There are many types of Traction Battery Technologies:
1. Lead Acid Batteries (PzS – PzB)
These are the most common type of traction battery for forklifts and MHE. It makes use of vented lead acid batteries with a liquid electrolyte.
2. Pure Lead Carbon Batteries
Generally, these batteries require lower maintenance than other types of traction batteries, by utilising almost pure lead. With the addition of carbon these batteries can recharge very fast and produce high power when discharged. They can operate in harsh conditions and deliver good performance in cold conditions.
3. Gel Batteries
Usually used in most industries that require a fully sealed battery with no gas emissions. Gel batteries utilise gel electrolytes, which makes them suitable for solar, semi-traction and standby applications.
4. Lithium-Ion Phosphate Batteries
Lithium-Ion Phosphate batteries (LiPO4) are very light weight and have a very high energy density, combined with a very high cycle life and a very high charge/discharge efficiency (up to 2 hours charge time following a full discharge). This makes the LiPO4 battery the ideal battery choice for traction and MHE applications.
What is a traction battery choice for your Electric Vehicle?

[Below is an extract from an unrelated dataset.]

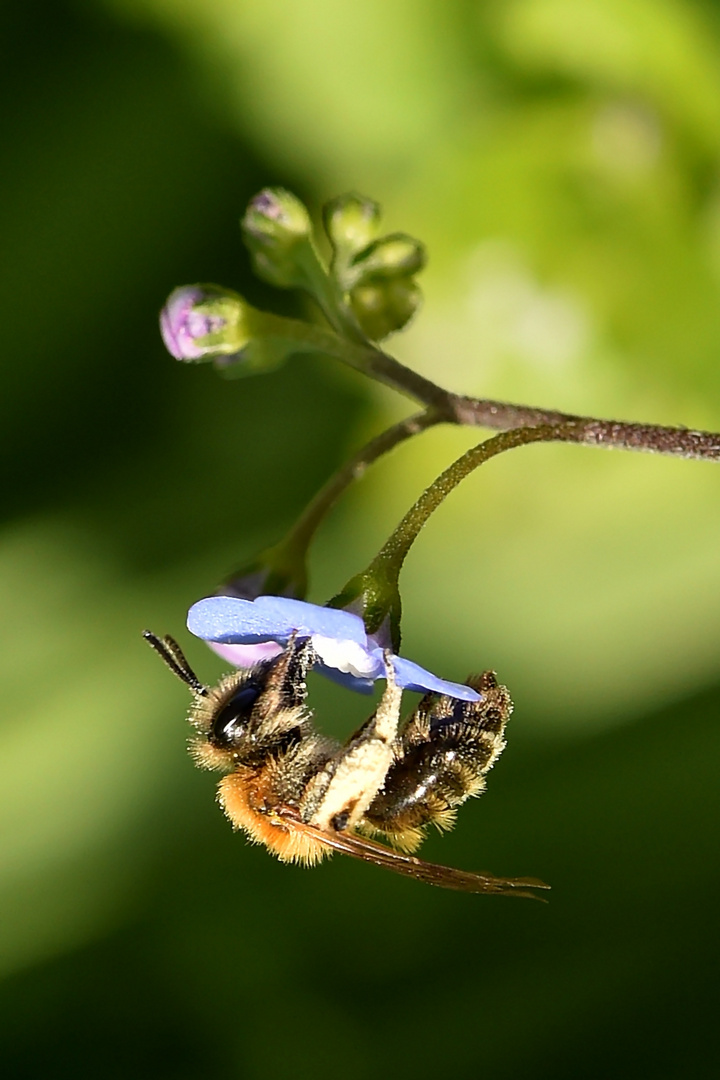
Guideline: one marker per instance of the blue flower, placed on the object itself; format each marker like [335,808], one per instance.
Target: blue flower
[243,632]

Forklift trucks have battery containers which are standard sizes based on multiples of the appropriate cell dimensions. Considerations when choosing a suitable battery go beyond simply choosing the right capacity, which of course is critical. Other factors which influence battery choice include:
- The make and size of forklift
- Length of operation
When charging forklift batteries, it is very important to follow the instructions in the traction battery manual of the forklift and the traction battery user manual. General safety precautions require that you use personal protective equipment like full shield eye goggles, rubber gloves, and nose mask. This is to avoid accidental contact with the acid electrolyte. Remove all loose-fitting metallic ornaments like bangles or necklaces to avoid any accidental contact and to avoid short circuits and sparks which may cause hydrogen gas ignition.